Labour Minister Marilyn More introduced amendments to the Workers' Compensation Act that would maintain full benefits for coal miners who have at least 20 years of experience.

More says the change is needed following a decision by the Workers' Compensation Appeals Tribunal earlier this year that calls for the reduction of benefits for workers who had shown improvements in their lung condition.

"This group of coal miners have always been treated differently as they spent most of — if not their entire — careers in an unhealthy, challenging and difficult environment," said More. "The last thing we want to do is to disadvantage this aging group any further."

More said the change would restore the original intent of the Act.

Shelley Rowan of the Workers' Compensation Board of Nova Scotia said the change would affect about 40 to 50 people currently in the appeals process.
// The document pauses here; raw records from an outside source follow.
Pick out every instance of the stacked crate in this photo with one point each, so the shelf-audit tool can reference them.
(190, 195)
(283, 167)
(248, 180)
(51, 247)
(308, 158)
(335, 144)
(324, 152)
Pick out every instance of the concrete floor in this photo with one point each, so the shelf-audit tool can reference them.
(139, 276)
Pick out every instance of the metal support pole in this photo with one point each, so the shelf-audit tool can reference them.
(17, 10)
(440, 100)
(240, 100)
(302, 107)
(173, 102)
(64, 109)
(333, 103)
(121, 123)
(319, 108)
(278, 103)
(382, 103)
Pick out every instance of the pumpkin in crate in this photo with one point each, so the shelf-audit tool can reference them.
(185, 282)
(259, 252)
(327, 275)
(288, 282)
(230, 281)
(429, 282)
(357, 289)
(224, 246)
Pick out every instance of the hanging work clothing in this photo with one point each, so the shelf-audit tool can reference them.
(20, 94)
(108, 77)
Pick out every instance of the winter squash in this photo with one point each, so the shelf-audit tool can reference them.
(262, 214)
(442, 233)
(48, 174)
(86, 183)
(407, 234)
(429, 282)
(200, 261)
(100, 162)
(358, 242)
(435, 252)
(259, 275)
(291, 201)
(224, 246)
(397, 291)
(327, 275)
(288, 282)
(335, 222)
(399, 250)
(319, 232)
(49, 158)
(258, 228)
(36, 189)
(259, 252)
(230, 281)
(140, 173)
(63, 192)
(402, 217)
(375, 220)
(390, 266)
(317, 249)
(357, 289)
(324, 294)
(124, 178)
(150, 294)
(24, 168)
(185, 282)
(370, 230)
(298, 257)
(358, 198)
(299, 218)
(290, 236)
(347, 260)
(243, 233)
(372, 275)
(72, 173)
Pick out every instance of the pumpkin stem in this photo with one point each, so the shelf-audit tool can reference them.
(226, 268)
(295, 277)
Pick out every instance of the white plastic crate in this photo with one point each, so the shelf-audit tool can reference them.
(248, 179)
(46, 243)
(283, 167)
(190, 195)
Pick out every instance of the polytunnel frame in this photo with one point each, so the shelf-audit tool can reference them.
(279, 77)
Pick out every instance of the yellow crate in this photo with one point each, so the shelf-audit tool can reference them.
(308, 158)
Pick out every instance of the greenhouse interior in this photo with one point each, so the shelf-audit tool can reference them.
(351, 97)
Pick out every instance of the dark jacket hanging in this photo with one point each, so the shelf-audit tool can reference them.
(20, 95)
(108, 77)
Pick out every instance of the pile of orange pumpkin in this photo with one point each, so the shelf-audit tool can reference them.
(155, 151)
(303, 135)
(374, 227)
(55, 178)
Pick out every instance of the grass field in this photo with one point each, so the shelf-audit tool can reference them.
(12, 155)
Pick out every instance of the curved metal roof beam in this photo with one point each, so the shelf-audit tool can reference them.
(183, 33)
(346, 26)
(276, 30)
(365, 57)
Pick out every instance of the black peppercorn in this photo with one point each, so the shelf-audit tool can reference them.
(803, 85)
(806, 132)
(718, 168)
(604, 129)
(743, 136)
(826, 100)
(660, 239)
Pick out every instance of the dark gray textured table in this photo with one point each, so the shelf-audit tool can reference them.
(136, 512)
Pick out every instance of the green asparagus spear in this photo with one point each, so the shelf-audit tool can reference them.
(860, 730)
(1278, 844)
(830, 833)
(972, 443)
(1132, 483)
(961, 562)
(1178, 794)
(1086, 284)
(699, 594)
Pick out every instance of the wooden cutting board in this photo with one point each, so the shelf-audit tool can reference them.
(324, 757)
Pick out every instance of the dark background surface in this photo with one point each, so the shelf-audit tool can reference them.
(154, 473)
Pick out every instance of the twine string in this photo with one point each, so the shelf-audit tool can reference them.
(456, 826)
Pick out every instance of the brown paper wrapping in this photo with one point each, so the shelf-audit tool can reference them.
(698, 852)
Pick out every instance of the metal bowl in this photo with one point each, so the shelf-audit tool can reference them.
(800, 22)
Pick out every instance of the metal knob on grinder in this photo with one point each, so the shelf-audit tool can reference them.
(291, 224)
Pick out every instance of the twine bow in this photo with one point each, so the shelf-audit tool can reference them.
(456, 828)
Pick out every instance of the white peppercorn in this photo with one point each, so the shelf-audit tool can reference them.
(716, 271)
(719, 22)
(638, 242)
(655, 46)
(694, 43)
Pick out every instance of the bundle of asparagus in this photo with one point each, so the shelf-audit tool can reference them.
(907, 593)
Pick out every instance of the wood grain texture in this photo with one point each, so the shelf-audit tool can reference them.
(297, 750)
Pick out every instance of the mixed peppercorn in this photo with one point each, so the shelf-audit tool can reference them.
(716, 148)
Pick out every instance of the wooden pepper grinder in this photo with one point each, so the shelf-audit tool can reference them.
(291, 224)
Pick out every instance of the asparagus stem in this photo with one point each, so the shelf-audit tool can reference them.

"Individual benefits are based on your income at the time and it's a percentage basically of your income," said Rowan.

She said the board pays about $4 million a year in benefits to about 700 former coal miners. Rowan said another group of about 900 workers from a range of industries aren't covered by the amendment and could face benefit reductions if they show improvements in lung function.

Bobby Gillis, a former coal miner who represents the group Cape Breton Injured Workers, said he was satisfied the change would provide at least some help to aging miners who have little income.

The change will ensure the miners maintain "hundreds of dollars," per month, he said.

"It's peanuts, these guys are just living," Gillis said.